Fancy fitting a more advanced sighting system? Then there are dovetail rails up top. Just be aware that any sight may be in the way as the action is cocked.
Earlier, I referred to the inherent characteristics of the single-stroke system, and it’s worth stating that the firing cycle is also among the quickest out there in terms of lock time. So, basically, if we put in the effort with these machines, we will certainly reap the rewards. On test, the HW40 shone with a variety of pellets, including the Weihrauch FT Exacts supplied with the test gun. Over the chronograph, a 10-shot string showed a total spread of just 4 fps, which is quite phenomenal, whilst Webley Mosquitos posted a similarly impressive total spread of 6 fps. You see what I mean!
The firing cycle itself is best described as a satisfying crisp snap, and this is the result of the efficient air release, borne out by the excellent chrono figures. Air pistol shooting has to be one of the hardest disciplines of all, yet shooting freestyle unsupported initially, I still managed 1” groups with relative ease over a distance of 10 yards. I’m sure with more practice that could be bettered, but hey. Accuracy with open sights, from a rest over 10 yards, resulted in groups of 3/8” c-t-c using both the Weihrauch pellets and Mosquitos.
Pretty impressive, so a scope of some sort had to happen! My trusty old SMK 2x20 silver model proved the perfect partner, and moving back to 20 yards, again from a rest, I managed sub ½” clusters. Top-notch, and all the proof needed to show that the HW40 has great potential.
This model is an intriguing prospect for sure.

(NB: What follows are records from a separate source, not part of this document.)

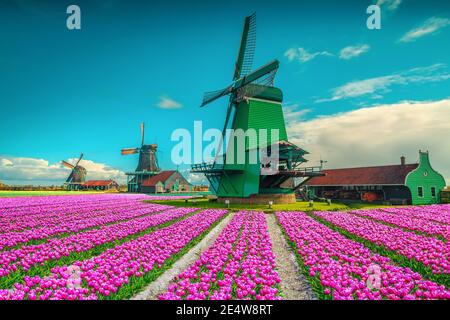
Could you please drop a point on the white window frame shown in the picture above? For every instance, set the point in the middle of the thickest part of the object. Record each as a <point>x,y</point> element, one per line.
<point>435,191</point>
<point>423,192</point>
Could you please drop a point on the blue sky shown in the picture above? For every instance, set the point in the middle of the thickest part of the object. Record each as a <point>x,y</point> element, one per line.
<point>64,92</point>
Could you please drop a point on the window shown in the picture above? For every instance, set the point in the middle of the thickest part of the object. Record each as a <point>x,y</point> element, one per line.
<point>433,192</point>
<point>420,192</point>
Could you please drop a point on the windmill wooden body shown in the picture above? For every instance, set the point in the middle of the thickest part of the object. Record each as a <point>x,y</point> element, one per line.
<point>254,104</point>
<point>147,164</point>
<point>77,176</point>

So, what don’t we like? Well, the auto safety catch is a source of irritation, requiring the small silver catch on the right side to be nudged forward before every shot. The cocking effort is also significant, but as is so often the case, this is more about technique than anything else. Get past those minor details, and this is just a great pistol – satisfyingly well-built, properly accurate, amazingly consistent, and still pretty good value for money.